Autosomal Recessive Bestrophinopathy (ARB) is an AR disorder that differs from VMD in that it is multifocal and involves the retina more widely. Patients have multiple yellowish subretinal lesions (▶ Fig. 24.2), which show hyperfluorescence on fundus autofluorescence (FAF) as well as subretinal fluid or fibrosis. EOG is characterized by significant reduction or absence of light rise. Patients have patchy deep hyperfluorescent areas on IVFA, which usually extend beyond the retinal arcades. Intraretinal cystoid spaces or subretinal neovascularization may also be seen. Although the full-field electroretinogram (ffERG) is usually normal in the early stages of the condition, it has been reported that some ARB patients have severe photoreceptor dysfunction, characterized by prolonged latencies of the photopic responses. The multifocal ERG shows mild to markedly abnormal responses throughout the macula. OCT can reveal subretinal yellowish lesions and scars corresponding to hyper-reflective accumulations within or just above the RPE layer. Serous subretinal fluid or intraretinal cystoid spaces can also be observed.
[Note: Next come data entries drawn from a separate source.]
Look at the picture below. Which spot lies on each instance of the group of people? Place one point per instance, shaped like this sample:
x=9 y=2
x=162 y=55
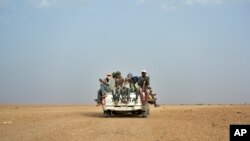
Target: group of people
x=122 y=87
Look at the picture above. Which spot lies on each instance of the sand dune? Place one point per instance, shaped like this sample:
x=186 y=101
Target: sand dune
x=85 y=123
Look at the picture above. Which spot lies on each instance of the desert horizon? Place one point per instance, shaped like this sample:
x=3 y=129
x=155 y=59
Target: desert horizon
x=86 y=122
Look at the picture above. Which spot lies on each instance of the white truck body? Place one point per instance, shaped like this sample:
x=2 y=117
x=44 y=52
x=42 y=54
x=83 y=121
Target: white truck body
x=130 y=107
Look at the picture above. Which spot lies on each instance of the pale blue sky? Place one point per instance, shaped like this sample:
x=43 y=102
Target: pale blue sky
x=54 y=51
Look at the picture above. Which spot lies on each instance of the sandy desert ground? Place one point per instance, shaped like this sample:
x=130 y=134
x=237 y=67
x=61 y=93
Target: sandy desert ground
x=86 y=123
Color vision tests are usually normal.


Fig. 24.2 Autosomal recessive bestrophinopathy showing subretinal yellowish deposits in the posterior pole and retinal pigment epithelium disturbances. The patient has a compound heterozygous mutation in the BEST1 gene (c.388C>A and c.37+5G>A).
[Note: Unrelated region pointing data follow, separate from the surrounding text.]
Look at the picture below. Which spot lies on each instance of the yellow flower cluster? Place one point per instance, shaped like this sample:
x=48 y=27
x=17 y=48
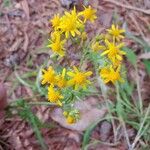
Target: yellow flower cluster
x=110 y=46
x=71 y=24
x=58 y=81
x=65 y=84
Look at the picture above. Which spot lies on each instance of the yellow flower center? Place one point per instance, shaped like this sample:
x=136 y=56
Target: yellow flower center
x=115 y=32
x=114 y=76
x=79 y=78
x=54 y=96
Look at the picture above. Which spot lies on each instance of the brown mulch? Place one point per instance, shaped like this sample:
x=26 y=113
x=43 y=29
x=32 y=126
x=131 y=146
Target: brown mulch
x=24 y=30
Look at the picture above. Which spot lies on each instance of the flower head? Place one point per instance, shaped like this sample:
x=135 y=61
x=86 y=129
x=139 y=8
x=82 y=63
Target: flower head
x=109 y=74
x=57 y=45
x=116 y=32
x=54 y=96
x=79 y=79
x=113 y=52
x=48 y=76
x=55 y=21
x=70 y=120
x=88 y=13
x=70 y=23
x=96 y=46
x=61 y=82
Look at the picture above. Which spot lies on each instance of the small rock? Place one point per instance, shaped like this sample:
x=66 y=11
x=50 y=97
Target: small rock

(This image is provided courtesy of Sergio Zacharias, MD.)

ARB is usually diagnosed in the first two decades of life. Other associated abnormalities include hyperopia, amblyopia, narrow angles, and/or short axial length. In individuals with biallelic mutations in the BEST1 gene, subretinal neovascular lesions with hemorrhage may occur. Up to 50% of patients with ARB may develop angle closure glaucoma. Carbonic anhydrase inhibitors have been used to reduce intraretinal cystoid spaces in this condition.
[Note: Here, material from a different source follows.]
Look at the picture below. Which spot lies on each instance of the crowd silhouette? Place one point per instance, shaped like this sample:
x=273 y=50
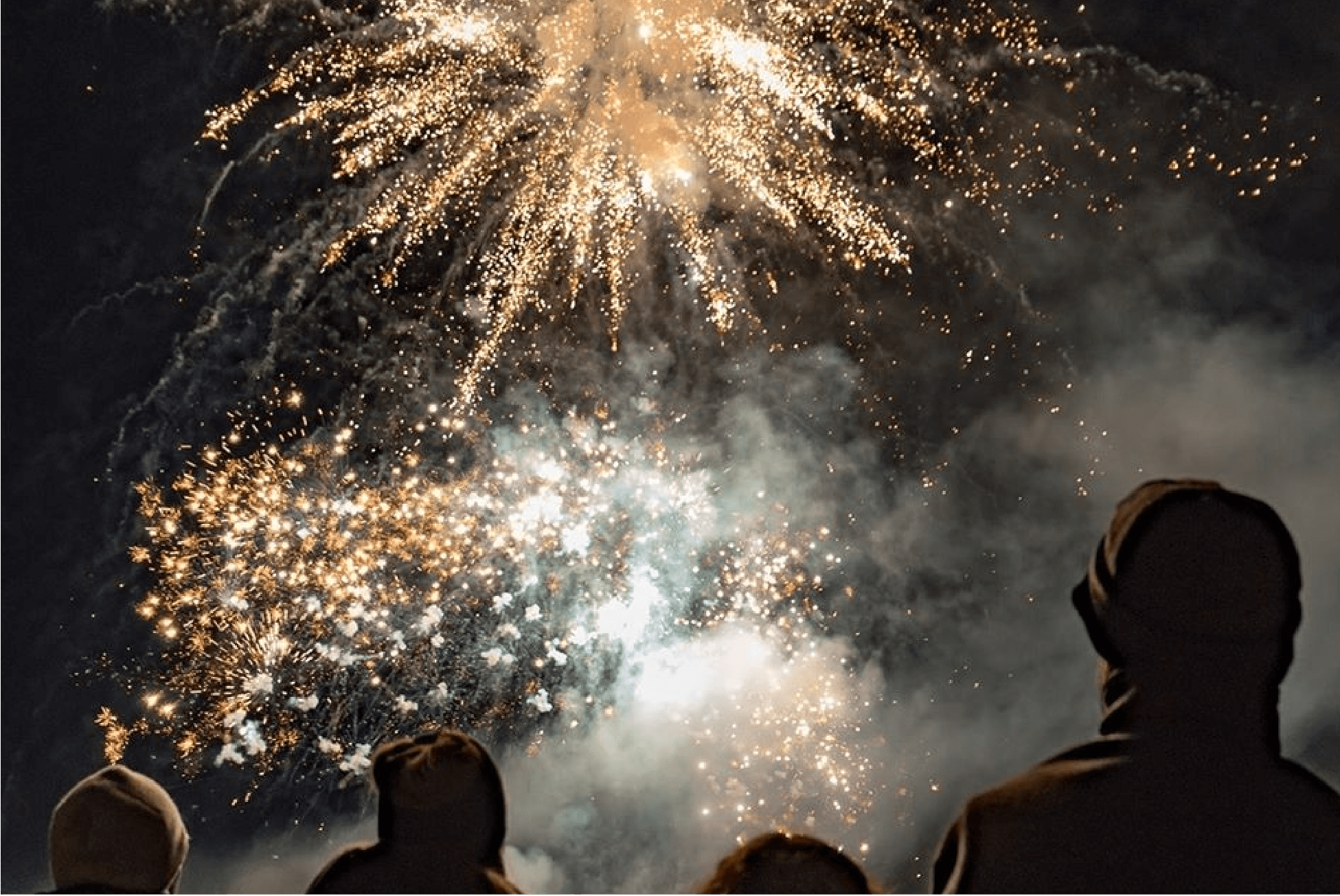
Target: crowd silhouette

The main differential diagnoses for ARB are SGD, drusen disorders, chronic CSR, North Carolina macular dystrophy (caused by dysregulation of the retinal transcription factor PRDM13) and age-related macular degeneration. These were described in the SGD and VMD sections earlier. Subretinal lipofuscin in SGD is not associated with subretinal fluid, a finding that can be seen in ARB. Factors that help differentiate atypical multifocal VMD from ARB include AD rather than AR inheritance, degree of EOG abnormality being worse in ARB, and larger clumps of lipofuscin in ARB. Some ARB patients have been misdiagnosed as having posterior uveitis (e.g., birdshot chorioretinitis), and treated mistakenly with systemic immunosuppressants. Patients with chorioretinitis often have vitreous cells, contrary to ARB patients.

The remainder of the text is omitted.